We need to be careful that increased technology use does not exacerbate existing inequalities in access to learning

Such inequalities are of particular concern to Professor Cathy Lewin of Manchester Metropolitan University’s Education and Social Research Institute, who says remote learning is, in fact, likely to be impacting negatively on inclusivity in school contexts.

She lists a number of issues identified by research conducted during the first lockdown: less exposure to live lessons, fewer opportunities for teacher interaction, difficulties accessing technology and connectivity, more reliance on paper-based resources, being less engaged, spending less time learning at home while not necessarily having a quiet space to work.

“Those from disadvantaged backgrounds are less likely to be exposed to the rich range of pedagogical practices that digital technology can support. There is a lot of evidence of various uses of digital technologies in school contexts, but often the results of studies are contradictory,” Lewin notes.

But echoing one of the EdTech Vision 2025 report recommendations, she believes gaps will only close if sufficient funds are available to ensure all students have access to technology and connectivity, with new digital teaching approaches requiring investment in resources and training.

The role of innovation in education

Yet equally important is a mindset for innovation, says Olivier Wolff, chief executive of SimpleCloud, a cloud-based content platform that enables students with even basic devices to access the sophisticated programmes of an institution via a virtual workstation.

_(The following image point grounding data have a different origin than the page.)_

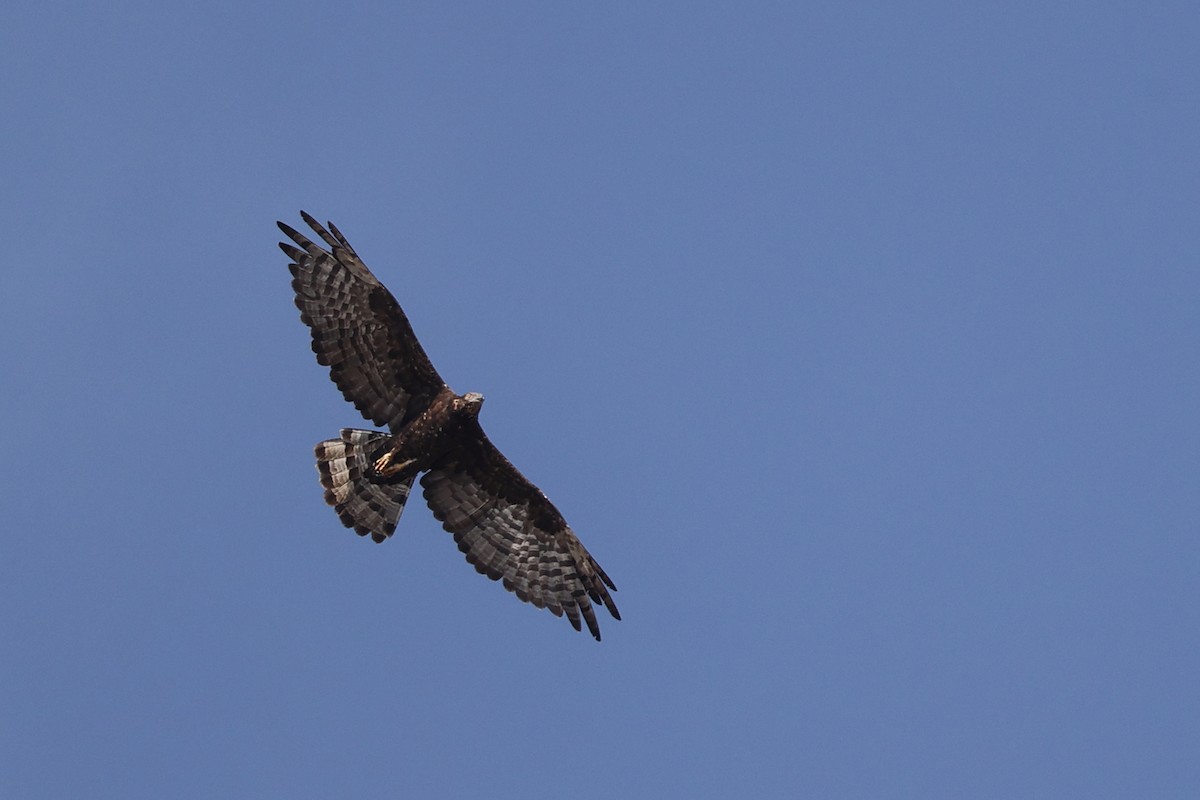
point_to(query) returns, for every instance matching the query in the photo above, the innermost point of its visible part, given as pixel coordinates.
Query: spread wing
(510, 531)
(359, 330)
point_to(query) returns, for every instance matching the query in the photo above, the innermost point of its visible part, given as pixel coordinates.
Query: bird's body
(504, 524)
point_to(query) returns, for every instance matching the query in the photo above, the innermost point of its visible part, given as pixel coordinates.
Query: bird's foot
(385, 468)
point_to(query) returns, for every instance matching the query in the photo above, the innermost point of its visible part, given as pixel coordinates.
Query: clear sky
(857, 341)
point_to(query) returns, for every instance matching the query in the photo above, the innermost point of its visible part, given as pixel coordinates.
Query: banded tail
(345, 465)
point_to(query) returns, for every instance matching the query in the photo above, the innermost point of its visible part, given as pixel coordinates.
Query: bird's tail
(369, 506)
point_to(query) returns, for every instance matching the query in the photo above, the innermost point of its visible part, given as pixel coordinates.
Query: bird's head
(468, 403)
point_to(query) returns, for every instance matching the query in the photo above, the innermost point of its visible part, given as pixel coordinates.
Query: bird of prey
(504, 524)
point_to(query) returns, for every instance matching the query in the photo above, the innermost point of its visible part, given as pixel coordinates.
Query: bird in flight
(504, 524)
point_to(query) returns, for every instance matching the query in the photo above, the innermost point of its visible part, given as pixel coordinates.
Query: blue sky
(857, 341)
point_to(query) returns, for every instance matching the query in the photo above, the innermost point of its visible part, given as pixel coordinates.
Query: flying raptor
(504, 524)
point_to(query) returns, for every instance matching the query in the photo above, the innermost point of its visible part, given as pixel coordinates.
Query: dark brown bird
(508, 529)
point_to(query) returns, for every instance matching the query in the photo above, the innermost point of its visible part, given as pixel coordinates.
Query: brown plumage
(508, 529)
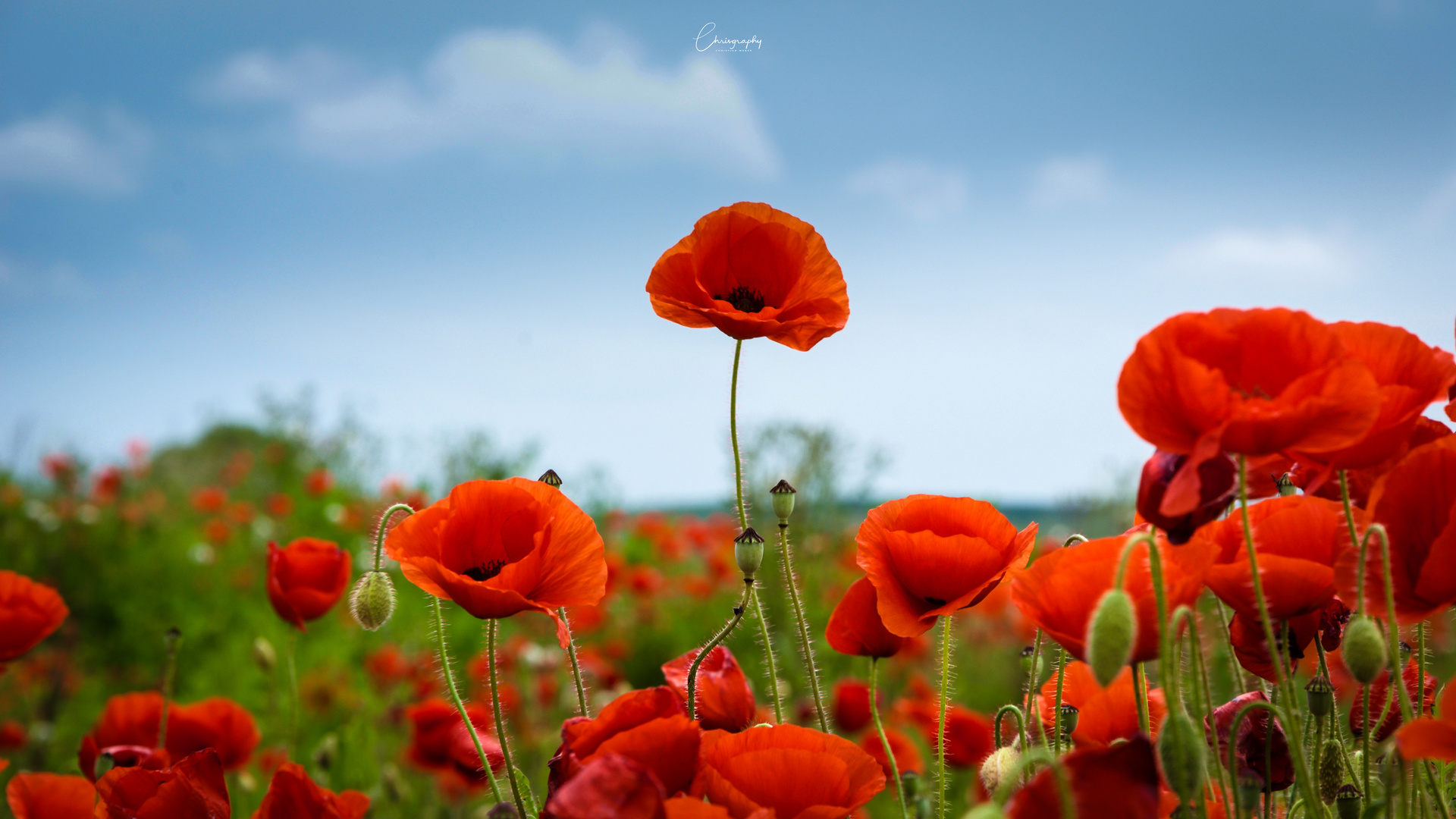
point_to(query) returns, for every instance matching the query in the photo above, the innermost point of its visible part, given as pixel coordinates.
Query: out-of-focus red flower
(1119, 780)
(50, 796)
(647, 726)
(752, 271)
(293, 795)
(504, 547)
(855, 627)
(797, 773)
(306, 577)
(724, 694)
(930, 556)
(1063, 588)
(30, 613)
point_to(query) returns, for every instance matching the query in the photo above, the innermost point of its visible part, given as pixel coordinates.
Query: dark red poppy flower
(648, 726)
(797, 773)
(1063, 588)
(50, 796)
(1104, 714)
(752, 271)
(855, 627)
(1119, 780)
(193, 789)
(504, 547)
(1244, 382)
(30, 613)
(1414, 503)
(1218, 485)
(1250, 745)
(306, 577)
(293, 795)
(724, 694)
(930, 556)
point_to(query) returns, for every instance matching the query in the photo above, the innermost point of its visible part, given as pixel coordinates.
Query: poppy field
(226, 627)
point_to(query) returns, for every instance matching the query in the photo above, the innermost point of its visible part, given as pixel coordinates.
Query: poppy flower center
(743, 299)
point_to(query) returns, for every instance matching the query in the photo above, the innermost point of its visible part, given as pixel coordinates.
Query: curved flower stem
(884, 741)
(500, 723)
(805, 642)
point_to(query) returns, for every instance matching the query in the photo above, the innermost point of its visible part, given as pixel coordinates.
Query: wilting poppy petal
(30, 613)
(930, 556)
(724, 694)
(752, 271)
(503, 547)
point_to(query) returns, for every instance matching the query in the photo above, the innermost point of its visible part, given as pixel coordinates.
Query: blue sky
(441, 218)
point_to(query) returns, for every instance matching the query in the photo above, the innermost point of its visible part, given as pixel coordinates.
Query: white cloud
(507, 93)
(915, 188)
(63, 150)
(1066, 181)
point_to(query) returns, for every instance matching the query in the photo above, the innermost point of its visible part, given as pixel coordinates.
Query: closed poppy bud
(783, 494)
(1111, 635)
(747, 550)
(373, 599)
(1363, 651)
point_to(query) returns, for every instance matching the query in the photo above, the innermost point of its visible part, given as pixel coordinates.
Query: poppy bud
(1181, 752)
(1321, 695)
(1111, 635)
(747, 550)
(1363, 651)
(373, 599)
(783, 494)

Wolff believes the long-term vision of the education sector should be “to solve the access problem to education,” enabling more people to join courses regardless of where they live or the tools they have. Yet he acknowledges that infrastructure needs to be updated to make this shift more seamless.

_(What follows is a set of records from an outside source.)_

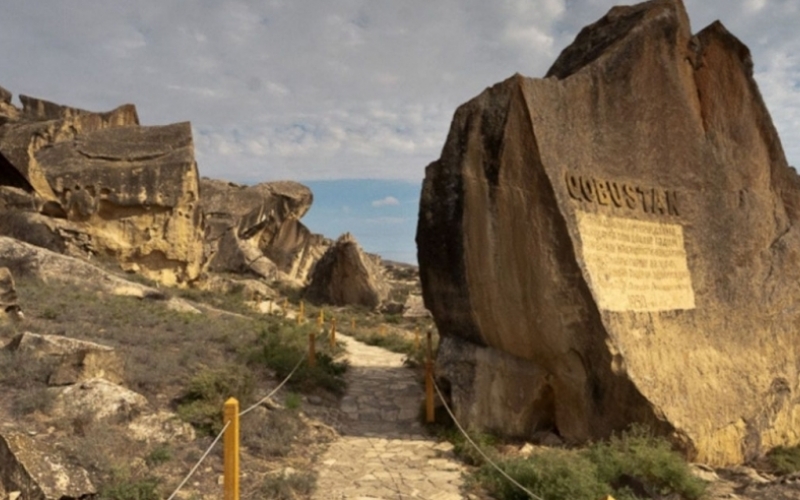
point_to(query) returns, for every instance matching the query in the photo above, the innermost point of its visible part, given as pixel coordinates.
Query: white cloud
(325, 90)
(385, 202)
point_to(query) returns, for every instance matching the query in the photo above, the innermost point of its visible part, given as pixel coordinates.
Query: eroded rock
(74, 360)
(346, 275)
(628, 227)
(38, 471)
(112, 187)
(257, 229)
(97, 399)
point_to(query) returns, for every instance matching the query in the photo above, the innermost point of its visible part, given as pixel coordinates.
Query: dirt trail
(383, 452)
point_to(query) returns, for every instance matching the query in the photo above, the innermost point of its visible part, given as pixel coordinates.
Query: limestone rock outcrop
(9, 304)
(627, 230)
(98, 183)
(257, 229)
(38, 471)
(346, 275)
(73, 360)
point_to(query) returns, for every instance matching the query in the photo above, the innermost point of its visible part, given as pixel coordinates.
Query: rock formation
(347, 275)
(98, 183)
(9, 304)
(618, 243)
(257, 229)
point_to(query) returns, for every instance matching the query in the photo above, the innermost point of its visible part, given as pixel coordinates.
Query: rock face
(627, 228)
(347, 275)
(8, 296)
(73, 360)
(38, 472)
(99, 183)
(257, 229)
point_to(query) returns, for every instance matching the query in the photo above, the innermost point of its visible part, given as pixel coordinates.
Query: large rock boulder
(9, 304)
(37, 471)
(73, 360)
(98, 183)
(257, 229)
(346, 275)
(628, 227)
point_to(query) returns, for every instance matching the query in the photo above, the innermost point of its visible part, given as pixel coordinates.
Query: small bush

“The tools to make education more accessible and inclusive exist, it’s just about changing the mindset,” he adds. “There is an appetite for evolution, but a bit of resistance to change.”

Once this can be overcome, Wolff envisions a new “à la carte” higher education model, where learners could cherry pick individual credits within a framework, as opposed to being confined to long and expensive diplomas and degrees.

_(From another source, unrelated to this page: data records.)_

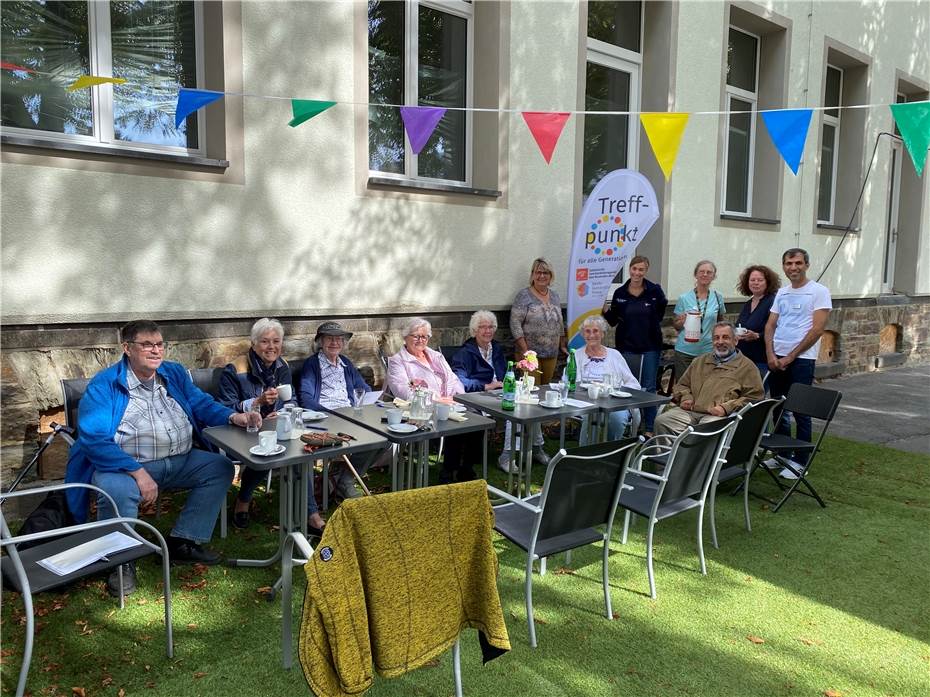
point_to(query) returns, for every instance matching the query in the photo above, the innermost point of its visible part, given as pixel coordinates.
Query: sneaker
(129, 579)
(504, 463)
(184, 551)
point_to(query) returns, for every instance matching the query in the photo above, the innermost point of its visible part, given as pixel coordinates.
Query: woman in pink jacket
(417, 365)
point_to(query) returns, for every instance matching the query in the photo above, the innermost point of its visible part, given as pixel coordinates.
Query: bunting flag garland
(664, 131)
(306, 109)
(913, 119)
(12, 66)
(788, 131)
(91, 80)
(420, 122)
(190, 101)
(546, 127)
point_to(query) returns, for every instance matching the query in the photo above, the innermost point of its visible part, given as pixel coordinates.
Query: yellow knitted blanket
(394, 580)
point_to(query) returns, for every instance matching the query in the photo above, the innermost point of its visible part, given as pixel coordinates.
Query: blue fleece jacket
(99, 415)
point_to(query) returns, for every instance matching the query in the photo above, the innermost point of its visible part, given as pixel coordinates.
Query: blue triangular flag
(788, 131)
(190, 101)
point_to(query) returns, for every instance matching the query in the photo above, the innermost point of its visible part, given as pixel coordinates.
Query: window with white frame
(612, 83)
(420, 53)
(829, 145)
(154, 46)
(742, 101)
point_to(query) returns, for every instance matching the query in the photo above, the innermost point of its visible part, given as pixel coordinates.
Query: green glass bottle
(509, 390)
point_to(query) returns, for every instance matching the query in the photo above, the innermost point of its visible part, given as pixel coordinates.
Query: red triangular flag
(546, 127)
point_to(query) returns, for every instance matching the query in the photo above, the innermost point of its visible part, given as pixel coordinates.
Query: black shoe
(129, 579)
(184, 551)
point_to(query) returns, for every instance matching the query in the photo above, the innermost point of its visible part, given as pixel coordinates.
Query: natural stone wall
(34, 358)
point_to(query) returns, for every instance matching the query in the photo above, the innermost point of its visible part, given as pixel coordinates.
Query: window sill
(28, 144)
(389, 183)
(750, 219)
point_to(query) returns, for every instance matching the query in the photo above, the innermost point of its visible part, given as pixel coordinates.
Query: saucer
(256, 450)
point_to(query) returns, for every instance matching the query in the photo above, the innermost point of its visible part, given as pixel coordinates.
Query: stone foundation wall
(35, 358)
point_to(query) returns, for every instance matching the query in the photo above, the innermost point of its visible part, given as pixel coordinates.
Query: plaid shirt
(333, 390)
(154, 426)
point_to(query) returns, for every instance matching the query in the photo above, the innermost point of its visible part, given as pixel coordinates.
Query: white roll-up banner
(616, 217)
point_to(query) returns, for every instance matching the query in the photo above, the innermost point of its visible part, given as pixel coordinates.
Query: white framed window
(422, 53)
(829, 145)
(613, 76)
(742, 98)
(155, 46)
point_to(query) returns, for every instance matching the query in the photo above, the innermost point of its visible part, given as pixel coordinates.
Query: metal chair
(579, 493)
(817, 403)
(690, 466)
(22, 571)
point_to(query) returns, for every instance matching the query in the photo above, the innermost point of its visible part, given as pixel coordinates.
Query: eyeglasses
(149, 346)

“The value of education is to give students the practicality to make them valuable assets for companies that will employ them in the future. A more personalised education model offers more value to students, and institutions can generate new sources of income,” he says.

Reinvention through collaboration

A similarly flexible model as part of a secondary system shake-up could also bridge inclusivity barriers, according to edtech platform Gluu founder Sean Gardner, who is about to take the online eduu.school portal from successful lockdown trial to national rollout.

“Now we have a cohort of children who are very disconnected from what should be available to them. Those gaps need to be closed in a way that reflects not only their ability to access learning online, but the way in which you need to engage with them. Traditional schooling perhaps isn’t the right way. So it’s about a kind of reinvention,” he explains.

“The ‘Open School’ piece is about trying to get industry and educators to collaborate and to come up with something that reflects the Open University structure that can bring less advantaged children into something to support them in a sustainable way. That’s still the gap and something we’d love to help accelerate.”

Using the power of a digital platform to “give students agency” is critical, says Gluu chief executive Christine Major. “It’s a once-in-a-lifetime opportunity that we have now to reshape the way we educate through the way we engage with technology,” she concludes.